In the current protocol, patients will undergo fluorescence endoscopy; a
comparable procedure to standard clinical sigmoid endoscopy with bowel cleaning
by a phosphate enema. The risks of the investigational procedure are comparable
to the minimal risks of a standard clinical sigmoid endoscopy. Small
superficial biopsies will be taken. These biopsies have minimal risk of
bleeding, which mostly coagulate spontaneously. If not, which is very uncommon,
the gastroenterologist has several tools to attack this small bleeding. The
procedure will take 20 minutes and is performed by experienced
gastroenterologists. Optionally, patients will undergo optoacoustic endoscopy
following fluorescence endosocpy to detect bevacizumab-IRDye800CW in deeper
areas of the tumor. This procedure will take 10 minutes.

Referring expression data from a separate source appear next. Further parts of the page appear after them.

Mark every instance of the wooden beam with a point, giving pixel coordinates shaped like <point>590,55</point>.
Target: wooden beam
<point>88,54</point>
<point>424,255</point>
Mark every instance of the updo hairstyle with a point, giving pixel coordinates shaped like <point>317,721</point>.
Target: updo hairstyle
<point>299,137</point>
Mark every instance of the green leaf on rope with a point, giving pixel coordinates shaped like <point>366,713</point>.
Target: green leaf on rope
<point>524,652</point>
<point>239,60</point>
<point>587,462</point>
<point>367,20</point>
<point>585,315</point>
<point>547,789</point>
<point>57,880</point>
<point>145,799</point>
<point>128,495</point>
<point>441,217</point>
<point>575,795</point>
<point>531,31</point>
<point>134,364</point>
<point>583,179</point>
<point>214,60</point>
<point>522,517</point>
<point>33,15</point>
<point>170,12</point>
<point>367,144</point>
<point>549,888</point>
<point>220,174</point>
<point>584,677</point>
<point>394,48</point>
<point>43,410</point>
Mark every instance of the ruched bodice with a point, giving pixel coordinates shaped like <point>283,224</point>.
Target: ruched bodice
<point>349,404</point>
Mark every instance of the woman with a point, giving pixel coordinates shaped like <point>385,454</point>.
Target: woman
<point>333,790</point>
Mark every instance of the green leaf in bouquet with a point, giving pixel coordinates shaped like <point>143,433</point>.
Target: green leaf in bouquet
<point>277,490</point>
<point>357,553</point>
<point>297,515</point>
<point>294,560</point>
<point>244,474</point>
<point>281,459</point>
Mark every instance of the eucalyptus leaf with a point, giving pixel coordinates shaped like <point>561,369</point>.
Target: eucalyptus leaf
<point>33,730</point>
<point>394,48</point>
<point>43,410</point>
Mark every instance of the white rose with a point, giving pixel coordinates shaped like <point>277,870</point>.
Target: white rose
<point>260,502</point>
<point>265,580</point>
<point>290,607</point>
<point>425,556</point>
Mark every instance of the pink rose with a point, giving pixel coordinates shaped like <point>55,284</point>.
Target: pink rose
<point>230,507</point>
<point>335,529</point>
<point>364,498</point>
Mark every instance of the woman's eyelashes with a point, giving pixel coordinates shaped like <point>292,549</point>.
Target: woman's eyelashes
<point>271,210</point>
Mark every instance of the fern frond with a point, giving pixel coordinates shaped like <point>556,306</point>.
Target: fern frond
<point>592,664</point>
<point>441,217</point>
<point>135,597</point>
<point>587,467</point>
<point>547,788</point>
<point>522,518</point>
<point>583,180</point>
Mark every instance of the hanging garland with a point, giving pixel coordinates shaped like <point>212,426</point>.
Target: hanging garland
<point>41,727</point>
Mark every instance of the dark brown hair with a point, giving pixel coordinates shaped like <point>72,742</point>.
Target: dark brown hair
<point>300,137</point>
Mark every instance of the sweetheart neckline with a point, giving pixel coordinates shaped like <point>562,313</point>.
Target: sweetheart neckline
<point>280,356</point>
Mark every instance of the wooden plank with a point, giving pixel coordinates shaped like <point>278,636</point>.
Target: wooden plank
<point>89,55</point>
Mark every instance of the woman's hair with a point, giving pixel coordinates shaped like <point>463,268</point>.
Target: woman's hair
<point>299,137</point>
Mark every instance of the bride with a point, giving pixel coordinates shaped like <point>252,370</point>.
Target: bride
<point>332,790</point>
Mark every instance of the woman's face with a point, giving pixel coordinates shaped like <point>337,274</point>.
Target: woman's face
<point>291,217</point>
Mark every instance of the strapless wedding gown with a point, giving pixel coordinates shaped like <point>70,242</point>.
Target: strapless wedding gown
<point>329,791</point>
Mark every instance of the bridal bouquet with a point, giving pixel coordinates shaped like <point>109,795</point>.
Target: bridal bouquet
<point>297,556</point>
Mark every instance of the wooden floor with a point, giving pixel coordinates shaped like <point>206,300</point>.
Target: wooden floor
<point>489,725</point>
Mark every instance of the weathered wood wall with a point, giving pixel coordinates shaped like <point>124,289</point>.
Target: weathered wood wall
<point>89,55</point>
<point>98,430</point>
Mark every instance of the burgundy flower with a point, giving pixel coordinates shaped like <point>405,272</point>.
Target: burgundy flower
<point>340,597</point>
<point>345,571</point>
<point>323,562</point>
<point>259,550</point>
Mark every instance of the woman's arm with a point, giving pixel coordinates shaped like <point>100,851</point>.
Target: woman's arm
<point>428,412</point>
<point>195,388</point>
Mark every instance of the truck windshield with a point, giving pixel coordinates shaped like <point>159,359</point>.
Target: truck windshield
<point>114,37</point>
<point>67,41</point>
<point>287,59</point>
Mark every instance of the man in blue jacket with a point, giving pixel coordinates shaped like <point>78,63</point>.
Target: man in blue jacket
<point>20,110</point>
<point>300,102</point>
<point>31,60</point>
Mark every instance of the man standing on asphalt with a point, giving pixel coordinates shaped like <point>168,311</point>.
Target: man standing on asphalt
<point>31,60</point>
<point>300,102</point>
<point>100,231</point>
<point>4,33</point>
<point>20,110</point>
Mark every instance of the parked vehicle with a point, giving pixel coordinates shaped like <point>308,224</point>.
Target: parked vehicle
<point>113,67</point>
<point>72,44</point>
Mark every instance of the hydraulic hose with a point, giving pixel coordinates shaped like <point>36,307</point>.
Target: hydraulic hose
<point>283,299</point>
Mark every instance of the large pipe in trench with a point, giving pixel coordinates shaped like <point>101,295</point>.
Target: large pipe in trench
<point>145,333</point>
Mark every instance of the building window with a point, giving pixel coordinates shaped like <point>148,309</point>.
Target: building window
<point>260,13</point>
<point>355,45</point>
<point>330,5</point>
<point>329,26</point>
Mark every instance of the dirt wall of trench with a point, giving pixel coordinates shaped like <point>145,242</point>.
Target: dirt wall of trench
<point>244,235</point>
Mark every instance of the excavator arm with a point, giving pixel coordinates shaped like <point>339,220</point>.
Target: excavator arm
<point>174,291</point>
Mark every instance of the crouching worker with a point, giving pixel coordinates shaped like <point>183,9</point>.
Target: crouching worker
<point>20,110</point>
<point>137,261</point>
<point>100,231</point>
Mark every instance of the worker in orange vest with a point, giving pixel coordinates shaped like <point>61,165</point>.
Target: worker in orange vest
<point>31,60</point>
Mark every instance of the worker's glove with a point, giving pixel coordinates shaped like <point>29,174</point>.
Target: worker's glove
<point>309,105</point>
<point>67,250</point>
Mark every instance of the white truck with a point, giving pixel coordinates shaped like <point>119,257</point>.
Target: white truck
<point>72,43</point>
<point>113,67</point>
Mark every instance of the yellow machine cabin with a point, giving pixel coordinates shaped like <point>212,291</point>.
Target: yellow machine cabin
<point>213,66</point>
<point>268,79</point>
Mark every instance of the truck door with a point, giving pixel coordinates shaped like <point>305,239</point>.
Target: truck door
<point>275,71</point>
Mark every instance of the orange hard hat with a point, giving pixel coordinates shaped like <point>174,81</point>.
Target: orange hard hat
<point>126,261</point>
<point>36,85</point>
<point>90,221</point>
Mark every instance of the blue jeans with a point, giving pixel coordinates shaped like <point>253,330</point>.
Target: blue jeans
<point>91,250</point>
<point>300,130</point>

The time investment of the subjects is considered reasonable. The procedures at
the screening visit, the tracer administration visit and the endoscopy
procedure will take 1 to 2 hours, depending on the visit.

Benefit:
Patients are treated following standard clinical care or according to the
RAPIDO study protocol. Additional NIR fluorescence endoscopy will not have any
benefits for the participating patients.